APUNTE.COM.DO.- El presidente de Estados Unidos, Donald Trump, dijo este viernes que Washington mantiene abiertas todas las opciones frente a Irán y descartó que la estrategia de presión económica anunciada esta semana implique renunciar a una intervención militar. Al ser consultado sobre si la llamada “guerra económica” limita las opciones de la Casa Blanca, respondió: “No, en absoluto. Solo significa que estamos a la espera de ver qué pasa”.

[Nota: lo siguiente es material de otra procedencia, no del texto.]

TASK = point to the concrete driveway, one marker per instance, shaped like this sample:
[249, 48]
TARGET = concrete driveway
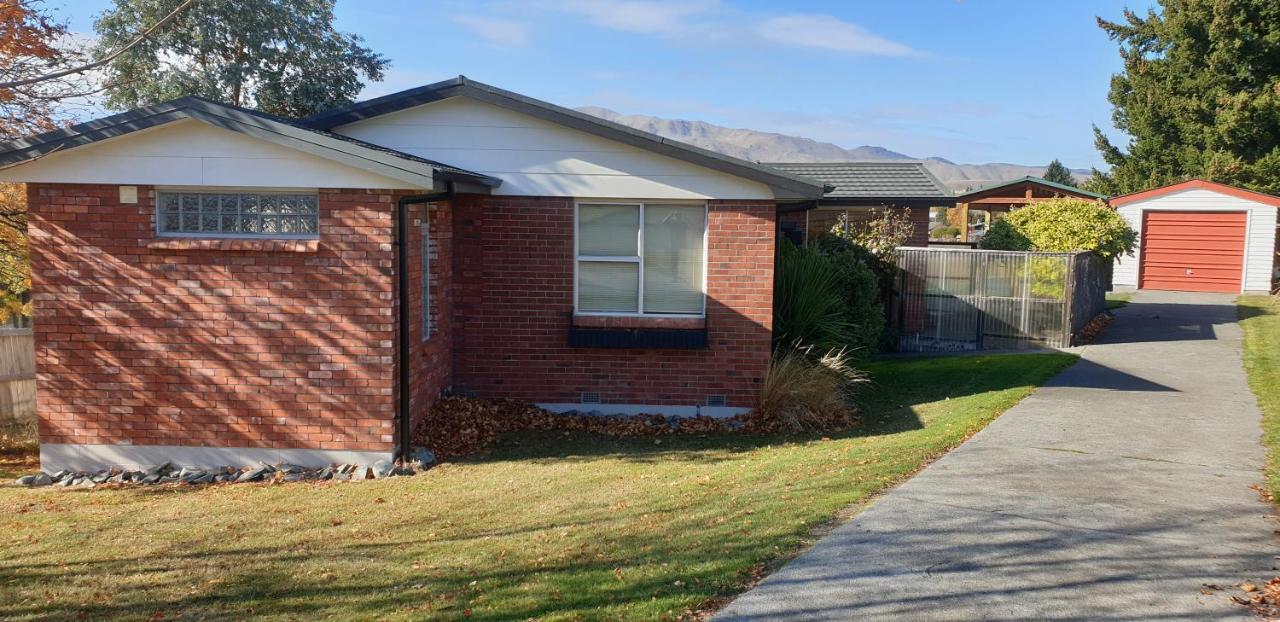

Trump sostuvo que la situación financiera y militar de Irán reduce la capacidad de Teherán para sostener el conflicto. Según el mandatario, el país enfrenta una inflación del 350%. Afirmó: “No tienen dinero, no tienen Armada, no tienen Fuerza Aérea”. El presidente vinculó esa presión con el control estadounidense sobre el estrecho de Ormuz, zona estratégica para el comercio mundial, y aseguró que Washington tiene “control total” de la región, incluyendo sectores terrestres.
La declaración se produjo después de que Trump anunciara el miércoles una nueva etapa de presión contra Teherán, basada en aislamiento económico y en medidas para impedir que terceros países colaboren con el régimen iraní. El objetivo declarado es elevar el costo de continuar la confrontación y forzar a Irán a aceptar negociaciones directas.
Trump aseguró que Teherán busca negociar, pero consideró que sus dirigentes aún no aceptan las condiciones de Washington. “Les encantaría llegar a un acuerdo”, afirmó, pero agregó que los líderes iraníes “no están preparados para llegar al acuerdo adecuado”.
La posibilidad de recurrir a la fuerza también apareció cuando el mandatario fue interrogado sobre la deuda estadounidense. Trump describió la intervención militar como la alternativa más extrema dentro de un conjunto de herramientas de presión. Además, sostuvo que el aumento de la deuda federal puede manejarse con una expansión sostenida de la economía. Sus declaraciones llegaron después de que el pasivo del Gobierno superara los 40 billones de dólares y el rendimiento del bono del Tesoro a 30 años superara el 5,3%.
Trump afirmó que el endeudamiento es un problema de larga duración y atribuyó su solución al crecimiento. “La forma de gestionar la deuda es mediante el crecimiento”, aseguró. “Estamos experimentando una expansión que permitirá resolver el problema con gran facilidad”, agregó. La economía estadounidense creció a una tasa anualizada del 1,5% entre abril y junio, y las previsiones apuntan a un ritmo superior en el trimestre siguiente.
Consultado sobre una posible intervención en el mercado de deuda, Trump negó haber ordenado una operación específica y elogió al secretario del Tesoro, Scott Bessent, a quien describió como un funcionario con experiencia en el manejo de los mercados de bonos y las tasas de interés.
En la misma jornada, el presidente también se refirió a las relaciones comerciales con Canadá y México. Dijo que espera alcanzar un acuerdo con Canadá en las negociaciones en curso, y señaló que Estados Unidos ya comenzó a trabajar con México. Las conversaciones buscan definir las condiciones de la relación económica entre Washington y sus socios regionales.
En el caso iraní, Trump dejó claro que la vía económica no excluye otras alternativas. Su mensaje combina sanciones, aislamiento y presión diplomática con la advertencia de que podría recurrirse a la fuerza si las circunstancias lo requieren.